Through a process of deconstruction, abstraction, and mobile-first re-architecting, I streamlined the mobile user flow, and updated the visual style. As a bonus, I drastically improved the desktop information architecture.

 

The problem

The client portal didn’t support mobile users. But it needed to. The user demographic showed a strongly increasing trend of mobile usage. The user persona demanded convenience.

She also needed to feel trust. An upgraded look-and-feel would help maintain end-to-end brand equity — critical to conveying trustworthiness and instilling confidence in the service.


 

The process

Abstraction is a process of deconstructing content and actions

I collected requirements, reviewed the technical constraints, and referenced the visual design source materials. Next, I deconstructed the content and user actions from the old design. From there, I consolidated and redefined their hierarchies.

 

Insights

We can’t always just apply responsive breakpoints to an existing desktop design, especially if the navigation is complex. Instead, a mobile-first perspective was required.

Principles

  1. All facets of a section can be consolidated to a single page.

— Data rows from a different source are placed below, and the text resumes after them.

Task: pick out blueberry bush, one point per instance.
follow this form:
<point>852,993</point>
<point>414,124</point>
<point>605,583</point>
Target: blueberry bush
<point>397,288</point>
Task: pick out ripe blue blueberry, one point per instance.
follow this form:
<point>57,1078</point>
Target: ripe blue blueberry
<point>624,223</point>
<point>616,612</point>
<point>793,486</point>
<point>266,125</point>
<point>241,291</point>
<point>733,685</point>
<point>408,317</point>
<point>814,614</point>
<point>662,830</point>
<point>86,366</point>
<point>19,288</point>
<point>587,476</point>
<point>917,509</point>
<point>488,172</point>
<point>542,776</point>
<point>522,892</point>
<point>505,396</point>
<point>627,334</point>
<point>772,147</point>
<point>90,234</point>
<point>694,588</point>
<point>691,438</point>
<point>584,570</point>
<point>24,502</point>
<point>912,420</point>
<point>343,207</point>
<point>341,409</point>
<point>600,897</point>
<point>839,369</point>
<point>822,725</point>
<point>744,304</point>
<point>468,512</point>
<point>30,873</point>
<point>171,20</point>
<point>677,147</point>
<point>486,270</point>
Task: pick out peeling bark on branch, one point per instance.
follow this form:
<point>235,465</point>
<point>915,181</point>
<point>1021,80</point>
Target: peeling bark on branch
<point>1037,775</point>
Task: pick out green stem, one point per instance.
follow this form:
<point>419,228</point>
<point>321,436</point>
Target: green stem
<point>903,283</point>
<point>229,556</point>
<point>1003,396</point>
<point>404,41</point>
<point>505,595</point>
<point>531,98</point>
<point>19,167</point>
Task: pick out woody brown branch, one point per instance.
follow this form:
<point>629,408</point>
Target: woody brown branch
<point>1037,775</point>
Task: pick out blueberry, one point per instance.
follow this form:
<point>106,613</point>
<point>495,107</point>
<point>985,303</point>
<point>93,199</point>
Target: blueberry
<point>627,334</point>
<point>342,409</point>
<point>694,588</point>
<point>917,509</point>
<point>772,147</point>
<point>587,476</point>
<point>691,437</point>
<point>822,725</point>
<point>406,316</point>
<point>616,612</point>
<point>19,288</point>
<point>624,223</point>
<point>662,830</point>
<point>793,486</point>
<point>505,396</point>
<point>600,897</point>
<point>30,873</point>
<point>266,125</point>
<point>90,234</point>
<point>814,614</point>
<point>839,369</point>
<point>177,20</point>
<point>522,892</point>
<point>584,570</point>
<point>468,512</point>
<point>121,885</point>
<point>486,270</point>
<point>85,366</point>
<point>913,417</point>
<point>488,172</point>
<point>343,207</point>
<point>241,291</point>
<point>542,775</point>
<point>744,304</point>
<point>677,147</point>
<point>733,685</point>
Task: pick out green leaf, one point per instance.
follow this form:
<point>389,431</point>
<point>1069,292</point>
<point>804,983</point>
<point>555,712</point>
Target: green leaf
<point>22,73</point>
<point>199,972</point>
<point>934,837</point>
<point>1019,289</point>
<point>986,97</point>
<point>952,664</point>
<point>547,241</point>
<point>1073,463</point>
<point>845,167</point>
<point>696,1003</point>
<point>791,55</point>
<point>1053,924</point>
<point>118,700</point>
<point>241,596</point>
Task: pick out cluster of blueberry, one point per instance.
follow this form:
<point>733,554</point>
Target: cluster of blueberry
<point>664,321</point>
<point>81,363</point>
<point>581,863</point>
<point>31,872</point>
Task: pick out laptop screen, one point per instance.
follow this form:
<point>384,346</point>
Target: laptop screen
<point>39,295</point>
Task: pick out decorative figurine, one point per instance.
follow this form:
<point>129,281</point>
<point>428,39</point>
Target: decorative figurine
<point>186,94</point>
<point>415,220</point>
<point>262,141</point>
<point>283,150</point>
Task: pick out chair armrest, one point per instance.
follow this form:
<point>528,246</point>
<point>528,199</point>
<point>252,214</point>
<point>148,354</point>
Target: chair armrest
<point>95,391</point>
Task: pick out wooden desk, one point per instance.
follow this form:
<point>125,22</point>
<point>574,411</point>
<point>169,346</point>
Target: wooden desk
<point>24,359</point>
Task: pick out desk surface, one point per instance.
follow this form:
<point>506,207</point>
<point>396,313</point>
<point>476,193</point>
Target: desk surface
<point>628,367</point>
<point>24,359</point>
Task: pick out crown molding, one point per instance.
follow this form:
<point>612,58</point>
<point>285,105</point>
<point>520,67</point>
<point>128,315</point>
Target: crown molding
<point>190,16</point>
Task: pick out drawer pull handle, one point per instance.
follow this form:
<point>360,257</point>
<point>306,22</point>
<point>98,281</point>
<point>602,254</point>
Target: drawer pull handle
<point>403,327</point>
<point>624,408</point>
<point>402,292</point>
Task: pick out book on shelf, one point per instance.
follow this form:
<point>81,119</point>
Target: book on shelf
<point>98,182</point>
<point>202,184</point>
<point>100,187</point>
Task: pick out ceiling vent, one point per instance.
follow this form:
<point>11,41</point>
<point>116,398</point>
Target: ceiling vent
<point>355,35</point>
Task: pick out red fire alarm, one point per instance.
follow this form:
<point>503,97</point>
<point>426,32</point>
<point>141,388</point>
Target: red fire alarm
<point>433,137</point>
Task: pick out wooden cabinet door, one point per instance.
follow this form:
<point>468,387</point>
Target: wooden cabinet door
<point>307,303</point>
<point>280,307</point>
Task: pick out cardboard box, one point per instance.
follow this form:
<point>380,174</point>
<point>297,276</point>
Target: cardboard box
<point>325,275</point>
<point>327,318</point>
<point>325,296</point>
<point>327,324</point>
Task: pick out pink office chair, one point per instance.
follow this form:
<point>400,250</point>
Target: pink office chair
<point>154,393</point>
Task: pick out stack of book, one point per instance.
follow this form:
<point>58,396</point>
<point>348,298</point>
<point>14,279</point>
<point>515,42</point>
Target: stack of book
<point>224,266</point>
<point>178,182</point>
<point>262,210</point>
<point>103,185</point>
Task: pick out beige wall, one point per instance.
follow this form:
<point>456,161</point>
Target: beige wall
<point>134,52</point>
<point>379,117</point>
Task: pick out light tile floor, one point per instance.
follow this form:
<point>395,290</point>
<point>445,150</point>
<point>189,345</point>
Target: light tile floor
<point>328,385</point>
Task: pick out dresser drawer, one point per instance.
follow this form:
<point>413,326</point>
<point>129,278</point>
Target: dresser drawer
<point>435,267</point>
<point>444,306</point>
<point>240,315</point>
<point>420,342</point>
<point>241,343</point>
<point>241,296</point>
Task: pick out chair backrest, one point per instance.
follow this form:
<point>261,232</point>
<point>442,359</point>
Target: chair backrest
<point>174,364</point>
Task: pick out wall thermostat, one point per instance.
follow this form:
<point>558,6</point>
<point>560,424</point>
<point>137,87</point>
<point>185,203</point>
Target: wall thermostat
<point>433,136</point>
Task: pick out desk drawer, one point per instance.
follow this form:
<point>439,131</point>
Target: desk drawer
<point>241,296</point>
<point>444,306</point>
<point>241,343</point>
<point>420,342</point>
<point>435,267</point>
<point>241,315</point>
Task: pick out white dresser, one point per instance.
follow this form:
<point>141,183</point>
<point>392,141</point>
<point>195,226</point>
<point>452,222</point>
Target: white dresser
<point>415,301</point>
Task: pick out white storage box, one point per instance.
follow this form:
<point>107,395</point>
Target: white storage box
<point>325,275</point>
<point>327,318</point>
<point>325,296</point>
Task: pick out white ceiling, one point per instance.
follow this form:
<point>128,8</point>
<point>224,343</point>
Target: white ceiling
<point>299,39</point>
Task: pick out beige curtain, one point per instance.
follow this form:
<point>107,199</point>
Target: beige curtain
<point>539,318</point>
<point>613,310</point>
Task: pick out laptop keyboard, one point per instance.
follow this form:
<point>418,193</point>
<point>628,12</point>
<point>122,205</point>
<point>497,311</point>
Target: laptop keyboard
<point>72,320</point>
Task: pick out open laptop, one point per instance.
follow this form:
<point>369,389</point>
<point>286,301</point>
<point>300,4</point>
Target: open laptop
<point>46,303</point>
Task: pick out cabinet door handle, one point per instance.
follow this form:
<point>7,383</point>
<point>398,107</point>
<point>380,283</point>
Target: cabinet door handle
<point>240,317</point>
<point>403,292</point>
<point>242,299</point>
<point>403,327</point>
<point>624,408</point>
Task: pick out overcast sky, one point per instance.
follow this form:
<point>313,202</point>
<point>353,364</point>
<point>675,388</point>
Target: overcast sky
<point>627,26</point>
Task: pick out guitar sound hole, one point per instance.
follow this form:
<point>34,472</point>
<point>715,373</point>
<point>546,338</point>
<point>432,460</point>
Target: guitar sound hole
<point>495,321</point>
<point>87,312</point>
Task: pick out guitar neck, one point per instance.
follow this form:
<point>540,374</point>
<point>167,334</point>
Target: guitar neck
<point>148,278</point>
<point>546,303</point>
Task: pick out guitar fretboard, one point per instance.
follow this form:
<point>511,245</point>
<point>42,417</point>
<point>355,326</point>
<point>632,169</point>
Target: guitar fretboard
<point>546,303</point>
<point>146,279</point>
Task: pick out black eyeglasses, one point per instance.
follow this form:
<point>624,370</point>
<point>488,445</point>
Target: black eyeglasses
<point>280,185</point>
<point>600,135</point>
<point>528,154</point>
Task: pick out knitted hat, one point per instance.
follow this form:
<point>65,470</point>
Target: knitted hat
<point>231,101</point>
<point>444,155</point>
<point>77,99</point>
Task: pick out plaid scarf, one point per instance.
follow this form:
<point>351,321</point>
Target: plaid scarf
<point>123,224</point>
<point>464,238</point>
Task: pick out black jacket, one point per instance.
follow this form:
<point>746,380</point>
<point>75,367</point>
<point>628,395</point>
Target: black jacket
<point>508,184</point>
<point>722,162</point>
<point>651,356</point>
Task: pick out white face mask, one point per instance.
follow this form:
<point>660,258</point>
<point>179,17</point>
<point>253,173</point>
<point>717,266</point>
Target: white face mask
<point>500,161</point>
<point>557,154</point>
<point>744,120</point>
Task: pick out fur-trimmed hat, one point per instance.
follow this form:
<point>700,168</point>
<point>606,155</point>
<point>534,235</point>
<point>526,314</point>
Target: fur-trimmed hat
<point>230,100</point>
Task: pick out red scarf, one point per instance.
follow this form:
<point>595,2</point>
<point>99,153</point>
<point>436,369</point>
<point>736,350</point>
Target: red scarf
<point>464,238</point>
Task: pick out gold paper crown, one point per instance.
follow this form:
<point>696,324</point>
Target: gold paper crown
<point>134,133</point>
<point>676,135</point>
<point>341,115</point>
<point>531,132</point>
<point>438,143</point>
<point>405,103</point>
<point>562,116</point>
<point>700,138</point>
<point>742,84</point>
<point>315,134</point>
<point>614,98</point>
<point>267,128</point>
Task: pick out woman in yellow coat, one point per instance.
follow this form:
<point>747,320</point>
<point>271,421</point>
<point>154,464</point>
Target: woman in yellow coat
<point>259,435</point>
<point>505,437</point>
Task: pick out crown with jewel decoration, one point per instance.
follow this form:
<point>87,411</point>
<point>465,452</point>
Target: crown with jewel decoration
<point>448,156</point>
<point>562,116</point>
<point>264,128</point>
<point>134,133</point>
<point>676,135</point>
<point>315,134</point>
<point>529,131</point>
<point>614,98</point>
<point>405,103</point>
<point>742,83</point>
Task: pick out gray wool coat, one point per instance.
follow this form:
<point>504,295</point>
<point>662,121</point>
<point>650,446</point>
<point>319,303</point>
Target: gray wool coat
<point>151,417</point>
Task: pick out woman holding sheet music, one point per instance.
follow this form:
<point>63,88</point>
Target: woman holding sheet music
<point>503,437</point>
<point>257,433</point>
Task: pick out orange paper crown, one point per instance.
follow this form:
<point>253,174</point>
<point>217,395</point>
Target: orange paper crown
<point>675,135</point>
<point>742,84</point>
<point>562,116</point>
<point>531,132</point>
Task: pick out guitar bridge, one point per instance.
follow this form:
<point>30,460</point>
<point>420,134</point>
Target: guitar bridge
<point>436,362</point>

  2. Accordion rows can progressively disclose details.

  3. Information and inputs such as forms and dialogs can occupy modal overlays.

Benefits

  1. Fewer pages for a more streamlined navigation

  2. Prioritized content and actions for better usability

  3. Progressive disclosure for reduced cognitive load


 

 

Modal overlays contextualize actions, create focus, and provide clear back-navigation

Progressive disclosure reduces cognitive load, eases perceived performance by lazy-loading

From there, I synthesized a new design that supported mobile users, and in the process of rethinking the tool's navigation from a mobile-first perspective, simplified the desktop experience as well.

The original configuration had 19 separate pages.

The mobile-first approach distilled it down to 3 pages.

 

Mobile Concept

I redesigned the screens and user flow based on the information architecture insights. I validated the interactions using clickable prototypes.

account initial@2x.png
modal contact@2x.png
mobile menu@2x.png
 
desktop dashboard.png
 

Documentation

I documented the designs, explaining the recommendations and annotating its key features.

 

Build Specifications

I helped the devs out by annotating some of the key measurements needed to achieve the look and feel.

 

Results

Successes

  • The client has a clear path forward for refactoring their front-end portal for maximum usability and brand consistency.

  • Engineers were enthusiastic about the solution, and felt their needs had been accomodated for.

  • A mobile-first design approach improved desktop usability as well.